J’aimerais revenir sur le personnage de Sharon, la femme de ménage de Me Susane, qui m’intrigue énormément. Pouvez-vous nous en dire quelques mots ? 

M. N. - Je crois que, malgré les apparences, Sharon est le personnage le plus assuré, le plus déterminé de l’histoire. Elle suit la voie qu’elle s’est tracée, ne se résout à aucun supposé destin, manigance modestement. Elle a quitté Maurice pour la France où elle a fait venir mari et enfants, tout cela contre les recommandations de son frère aîné qui estimait qu’elle était suffisamment heureuse dans son pays. Sharon ne se contente pas d’être suffisamment heureuse, ses ambitions sont plus larges et elle se donne les moyens de les satisfaire, quitte à recourir à certaines astuces qui désarçonnent Me Susane.

 

Votre roman porte pour titre La Vengeance m’appartient. Qui se venge de qui ou de quoi en fin de compte ?

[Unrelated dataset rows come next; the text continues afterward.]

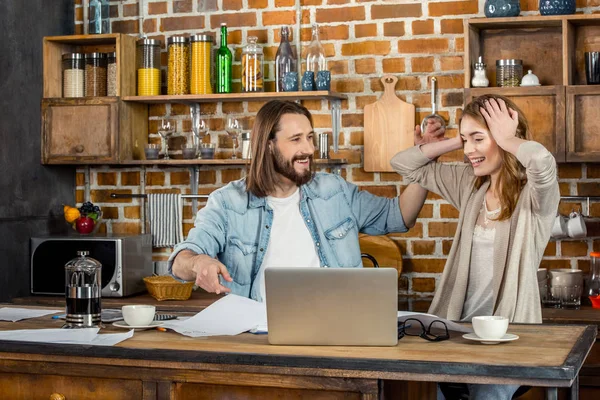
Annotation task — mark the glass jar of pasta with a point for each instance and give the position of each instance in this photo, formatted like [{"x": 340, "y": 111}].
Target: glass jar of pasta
[
  {"x": 200, "y": 76},
  {"x": 148, "y": 67},
  {"x": 252, "y": 66},
  {"x": 179, "y": 65}
]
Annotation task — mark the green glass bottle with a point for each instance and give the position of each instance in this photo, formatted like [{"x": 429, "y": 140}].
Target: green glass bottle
[{"x": 224, "y": 61}]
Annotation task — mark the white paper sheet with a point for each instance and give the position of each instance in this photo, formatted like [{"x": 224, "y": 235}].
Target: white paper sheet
[
  {"x": 15, "y": 314},
  {"x": 427, "y": 318},
  {"x": 230, "y": 315},
  {"x": 87, "y": 336}
]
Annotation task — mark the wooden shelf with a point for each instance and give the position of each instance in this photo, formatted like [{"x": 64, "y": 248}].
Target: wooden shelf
[
  {"x": 223, "y": 161},
  {"x": 211, "y": 98}
]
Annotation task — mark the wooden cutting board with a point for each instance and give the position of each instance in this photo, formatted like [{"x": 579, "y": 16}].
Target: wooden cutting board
[{"x": 389, "y": 128}]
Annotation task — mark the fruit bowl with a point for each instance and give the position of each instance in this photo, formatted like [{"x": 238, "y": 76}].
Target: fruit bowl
[{"x": 85, "y": 219}]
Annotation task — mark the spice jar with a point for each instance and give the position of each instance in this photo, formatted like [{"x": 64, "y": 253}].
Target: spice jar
[
  {"x": 179, "y": 67},
  {"x": 73, "y": 72},
  {"x": 509, "y": 72},
  {"x": 200, "y": 80},
  {"x": 95, "y": 74},
  {"x": 111, "y": 74},
  {"x": 148, "y": 67},
  {"x": 252, "y": 66}
]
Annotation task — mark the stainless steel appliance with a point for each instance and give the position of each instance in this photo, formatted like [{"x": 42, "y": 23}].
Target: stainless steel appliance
[{"x": 125, "y": 259}]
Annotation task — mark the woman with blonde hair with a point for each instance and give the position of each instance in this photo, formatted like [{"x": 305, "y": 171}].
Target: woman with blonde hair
[{"x": 507, "y": 195}]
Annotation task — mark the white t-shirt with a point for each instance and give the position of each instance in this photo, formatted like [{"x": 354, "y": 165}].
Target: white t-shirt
[{"x": 290, "y": 243}]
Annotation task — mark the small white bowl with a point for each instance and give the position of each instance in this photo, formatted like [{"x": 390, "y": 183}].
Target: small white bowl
[
  {"x": 138, "y": 314},
  {"x": 490, "y": 326}
]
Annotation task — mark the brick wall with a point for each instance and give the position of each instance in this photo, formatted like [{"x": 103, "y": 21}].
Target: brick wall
[{"x": 363, "y": 40}]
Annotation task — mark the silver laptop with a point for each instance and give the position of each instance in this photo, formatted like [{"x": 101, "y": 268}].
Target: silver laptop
[{"x": 332, "y": 306}]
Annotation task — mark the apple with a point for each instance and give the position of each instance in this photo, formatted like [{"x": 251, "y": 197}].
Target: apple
[{"x": 84, "y": 225}]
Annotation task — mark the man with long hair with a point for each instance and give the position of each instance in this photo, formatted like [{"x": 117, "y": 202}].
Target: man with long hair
[{"x": 284, "y": 214}]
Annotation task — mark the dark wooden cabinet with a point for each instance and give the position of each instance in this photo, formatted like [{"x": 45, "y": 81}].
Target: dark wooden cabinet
[{"x": 92, "y": 130}]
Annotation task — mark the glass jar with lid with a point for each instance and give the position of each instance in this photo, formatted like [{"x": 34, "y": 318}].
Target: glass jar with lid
[
  {"x": 200, "y": 76},
  {"x": 252, "y": 66},
  {"x": 148, "y": 67},
  {"x": 111, "y": 74},
  {"x": 83, "y": 281},
  {"x": 179, "y": 68},
  {"x": 95, "y": 74},
  {"x": 73, "y": 67},
  {"x": 509, "y": 72}
]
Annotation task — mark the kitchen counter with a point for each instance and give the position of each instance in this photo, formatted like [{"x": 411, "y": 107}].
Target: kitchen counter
[{"x": 157, "y": 365}]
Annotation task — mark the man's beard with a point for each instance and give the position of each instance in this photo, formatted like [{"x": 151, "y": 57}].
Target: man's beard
[{"x": 286, "y": 168}]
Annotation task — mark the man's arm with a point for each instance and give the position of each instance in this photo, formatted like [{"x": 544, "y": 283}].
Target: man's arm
[
  {"x": 413, "y": 197},
  {"x": 202, "y": 269}
]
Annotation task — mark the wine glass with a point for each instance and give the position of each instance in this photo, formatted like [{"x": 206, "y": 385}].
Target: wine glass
[
  {"x": 200, "y": 128},
  {"x": 166, "y": 129},
  {"x": 233, "y": 129}
]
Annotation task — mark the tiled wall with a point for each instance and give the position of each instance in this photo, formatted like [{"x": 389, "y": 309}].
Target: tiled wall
[{"x": 413, "y": 40}]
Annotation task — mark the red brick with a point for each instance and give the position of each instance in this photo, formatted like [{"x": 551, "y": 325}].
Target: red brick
[
  {"x": 396, "y": 11},
  {"x": 340, "y": 14},
  {"x": 366, "y": 48},
  {"x": 426, "y": 285},
  {"x": 428, "y": 46},
  {"x": 452, "y": 25},
  {"x": 181, "y": 23},
  {"x": 393, "y": 65},
  {"x": 182, "y": 6},
  {"x": 365, "y": 65},
  {"x": 128, "y": 26},
  {"x": 394, "y": 29},
  {"x": 422, "y": 27},
  {"x": 157, "y": 8},
  {"x": 236, "y": 19},
  {"x": 453, "y": 8},
  {"x": 279, "y": 17},
  {"x": 365, "y": 30},
  {"x": 423, "y": 247}
]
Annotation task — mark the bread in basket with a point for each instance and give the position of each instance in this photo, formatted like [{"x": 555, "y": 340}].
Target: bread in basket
[{"x": 166, "y": 287}]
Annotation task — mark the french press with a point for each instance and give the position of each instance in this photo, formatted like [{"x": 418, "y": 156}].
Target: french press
[{"x": 83, "y": 280}]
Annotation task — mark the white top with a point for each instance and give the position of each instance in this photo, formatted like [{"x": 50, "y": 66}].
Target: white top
[
  {"x": 290, "y": 243},
  {"x": 480, "y": 292}
]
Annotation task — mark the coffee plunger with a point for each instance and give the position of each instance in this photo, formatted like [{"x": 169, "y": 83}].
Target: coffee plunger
[{"x": 83, "y": 281}]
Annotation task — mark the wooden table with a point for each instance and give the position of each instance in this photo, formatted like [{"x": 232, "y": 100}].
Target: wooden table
[{"x": 157, "y": 365}]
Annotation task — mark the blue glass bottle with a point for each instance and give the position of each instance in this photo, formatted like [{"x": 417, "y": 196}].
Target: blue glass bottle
[{"x": 98, "y": 17}]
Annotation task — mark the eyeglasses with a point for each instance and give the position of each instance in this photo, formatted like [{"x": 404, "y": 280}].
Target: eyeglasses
[{"x": 414, "y": 327}]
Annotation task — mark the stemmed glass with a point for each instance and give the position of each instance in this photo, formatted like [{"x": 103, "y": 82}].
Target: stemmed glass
[
  {"x": 200, "y": 128},
  {"x": 233, "y": 129},
  {"x": 166, "y": 129}
]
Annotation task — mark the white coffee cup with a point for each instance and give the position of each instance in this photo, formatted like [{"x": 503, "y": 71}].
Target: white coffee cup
[
  {"x": 138, "y": 314},
  {"x": 576, "y": 226},
  {"x": 559, "y": 228},
  {"x": 490, "y": 326}
]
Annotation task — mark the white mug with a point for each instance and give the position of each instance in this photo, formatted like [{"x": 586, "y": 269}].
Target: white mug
[
  {"x": 576, "y": 226},
  {"x": 559, "y": 228}
]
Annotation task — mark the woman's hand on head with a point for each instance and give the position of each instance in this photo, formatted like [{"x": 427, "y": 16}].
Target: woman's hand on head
[{"x": 502, "y": 121}]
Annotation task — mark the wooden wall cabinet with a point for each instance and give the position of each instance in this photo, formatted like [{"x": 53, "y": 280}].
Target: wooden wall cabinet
[{"x": 563, "y": 113}]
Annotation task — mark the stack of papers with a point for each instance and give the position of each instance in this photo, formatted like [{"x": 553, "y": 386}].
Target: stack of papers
[
  {"x": 87, "y": 336},
  {"x": 15, "y": 314}
]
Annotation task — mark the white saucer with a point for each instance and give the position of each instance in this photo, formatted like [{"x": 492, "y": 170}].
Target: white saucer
[
  {"x": 124, "y": 325},
  {"x": 506, "y": 338}
]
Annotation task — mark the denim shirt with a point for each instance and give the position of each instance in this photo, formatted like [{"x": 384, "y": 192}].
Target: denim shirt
[{"x": 234, "y": 227}]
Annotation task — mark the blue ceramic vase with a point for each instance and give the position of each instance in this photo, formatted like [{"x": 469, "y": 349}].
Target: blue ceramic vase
[
  {"x": 502, "y": 8},
  {"x": 557, "y": 7}
]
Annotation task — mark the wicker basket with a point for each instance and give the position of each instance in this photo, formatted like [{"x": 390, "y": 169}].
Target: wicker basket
[{"x": 168, "y": 288}]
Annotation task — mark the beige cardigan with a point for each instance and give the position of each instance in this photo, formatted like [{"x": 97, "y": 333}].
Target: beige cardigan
[{"x": 518, "y": 246}]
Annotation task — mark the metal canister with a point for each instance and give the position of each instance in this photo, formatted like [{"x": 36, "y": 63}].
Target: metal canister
[{"x": 83, "y": 284}]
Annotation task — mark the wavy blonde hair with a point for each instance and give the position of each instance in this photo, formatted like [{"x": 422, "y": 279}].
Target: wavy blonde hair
[{"x": 512, "y": 175}]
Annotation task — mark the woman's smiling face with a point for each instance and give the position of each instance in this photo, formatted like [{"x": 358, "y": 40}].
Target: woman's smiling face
[{"x": 480, "y": 147}]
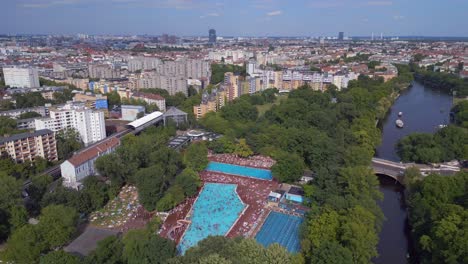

M. N. - Je ne peux vous le dire. Cette phrase pourrait être prononcée ou pensée par plusieurs personnages : Me Susane, Marlyne, Gille Principaux.

 

Me Susane est avocate à Bordeaux. Généreuse et indépendante, elle s’occupe d’obtenir la régularisation de sa femme de ménage et enchaîne des affaires sans intérêt jusqu’au jour où un certain Gilles Principaux vient lui demander de défendre sa femme Marlyne, coupable d’avoir tué leurs trois jeunes enfants. Me Susane croit reconnaître en cet homme l’adolescent dont elle s’était éprise enfant. Qui est réellement Gilles Principaux ? Peut-elle se fier à ses souvenirs ? À travers ce portrait de femme aux contours incertains, l’auteure de Trois Femmes puissantes couronné par le prix Goncourt 2009, sonde d’une écriture étourdissante et éclatante les bouleversements intimes. Dans ce formidable roman d’atmosphère où chaque personnage énonce sa vérité, elle poursuit sa mise à nu des relations humaines et interroge les mystères de la mémoire, l’identité ainsi que le fait d’échapper à sa condition. Et laisse au lecteur le soin d’interpréter cette histoire comme il l’entend.